株主という外部のチェックが働かず、カリスマ創業者と息子がやりたい放題で組織ガバナンスがボロボロになり、危機管理どころではなかったことは記憶に新しいだろう。
●神対応に導いたアイリスオーヤマの「思考法」
では、「株式非公開の同族企業」だからというわけではないのならば、実際のところ何が今回のような「神対応」につながったのか。
「そりゃやっぱり吉沢さんに対して厳しすぎるという少数派の意見にも耳を傾けたってことじゃない?」「いや、なにかSNSやネットの声をしっかりと拾い上げる仕組みがあったじゃない?」など、さまざまな意見があるだろう。評論家の皆さんもそのような記事をよく書いている。
しかし、実際に企業危機管理に長く関わってきた立場から言わせていただくと、そういう小手先のテクニック的なことより、もっと根っこの部分というか、アイリスオーヤマならではの「思考法」が影響を及ぼしたと考えている。
それは「ユーザーイン発想」である。
これはアイリスオーヤマの根幹に基づく考え方だ。2024年のアイリスグループ会社案内にも、「全てのソリューションはユーザーイン発想から」と大きく掲げられ、こんな説明がなされている。

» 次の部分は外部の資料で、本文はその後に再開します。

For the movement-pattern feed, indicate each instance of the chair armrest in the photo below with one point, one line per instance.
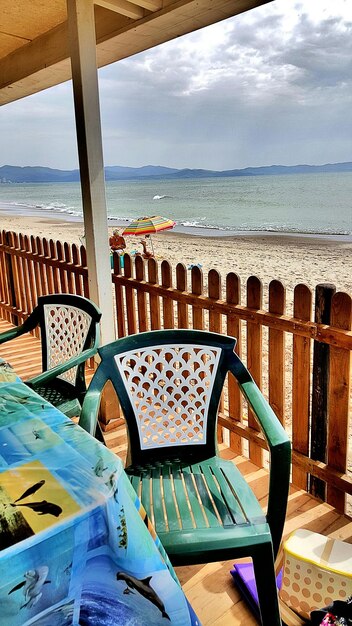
(11, 334)
(49, 375)
(280, 459)
(88, 419)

「私たちは、モノづくりは目的ではなく、不満を解決する手段だと考えています。プロダクトアウトでもなく、マーケットインでもない。常に生活者目線で物事をとらえ、不満や不便を解決するモノづくりを行っています」(2024年のアイリスグループ会社案内)
「お客さま目線ってことね」と思うかもしれないが、実はちょっと違う。ユーザーイン発想は「完全に生活者になりきる」ことによって、生活者自身も気付いていないニーズを探し当てて、新たな需要を創造をしていくことなのだ。
同社のコーポレートメッセージ「アイラブアイデア」が示すように、アイリスオーヤマをここまで成長させたのは、商品に独創的なアイデアがあるからだ。それはこの「生活者になりきる」ことを徹底しているからといえる。